This year marks the 50th anniversary of the launch of the New Holland TR70 in 1975.
The brand entered the combine market in 1964 when it acquired Belgian company Claeys, which had introduced its first self-propelled combine in 1952. The new owner continued to develop the conventional straw-walker combine line, but during the 1960s began to investigate new ways of threshing and separating grain to boost output, increase cleanliness and reduce losses.
Adapted from a 985 straw-walker model from the Belgian factory, the first development machine was trialled in maize in 1968, and wheat the following year. The new concept split the incoming crop flow from the elevator/feeder house into two streams, feeding it into two counter-rotating longitudinal high-speed rotors working against longitudinal concaves.
By 1969, a totally new combine design with these internal elements was in tests, and in 1975 the first production model, the TR70 (145hp/5,550-litre grain tank) was launched – the first New Holland combine built in the USA.

Replaced by the upgraded TR75 in 1979, and joined by the larger TR85, over the next two decades the range evolved, with the 25,000th TR combine produced in 1997.


European high-capacity combine development had taken a separate path with the development of the Twin-Flow combines introduced in 1983. These used a conventional drum and concave followed by a large beater and rotary separator and then a lateral Twin Flow rotor that split the crop into two streams to separate the final grains.
However, by the late 1990s New Holland engineers in Europe and North America began work on a new twin rotor design for combinable crops in all global markets. Introduced in 2002, the new CR960 (333hp) and CR980 (428hp) blended key features from the TR and TF machines with new developments and styling.

They were initially built in the USA, before production was transferred to the Zedelgem plant in Belgium in 2005.
The CR960 used 432mm diameter twin rotors, with larger 560mm diameter units on the CR980, which had a 12,500-litre grain tank.

The range was gradually expanded, and introduced features including IntelliSense combine automation, Dynamic Flow Control remotely-adjustable rotor vanes, Dynamic Feed Roll technology and Opti-Spread Plus residue management. Development of the Elevation models in 2007 introduced IntelliCruise feed rate control and Opti-Clean cleaning technology.
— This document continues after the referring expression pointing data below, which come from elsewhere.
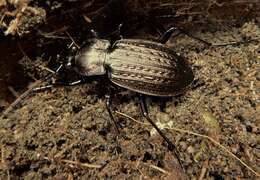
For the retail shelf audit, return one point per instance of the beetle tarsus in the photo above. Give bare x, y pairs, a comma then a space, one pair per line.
145, 113
167, 35
49, 86
109, 109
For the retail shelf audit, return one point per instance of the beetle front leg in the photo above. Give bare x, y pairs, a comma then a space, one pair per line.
49, 86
The next development was the CR7.90, CR8.90, CR9.90 and CR10.90 models, with the latter machine taking the Guinness World Record in 2014 for the most wheat harvested in eight hours, at 797.656 tonnes. The record still stands today.

The New Holland CR combine range is now topped by the CR10 (634hp, 16,000-litre grain tank) and CR11 (775hp, 20,000-litre tank capacity) models.
Over 70,000 TR and CR twin rotor combines have been produced globally to date.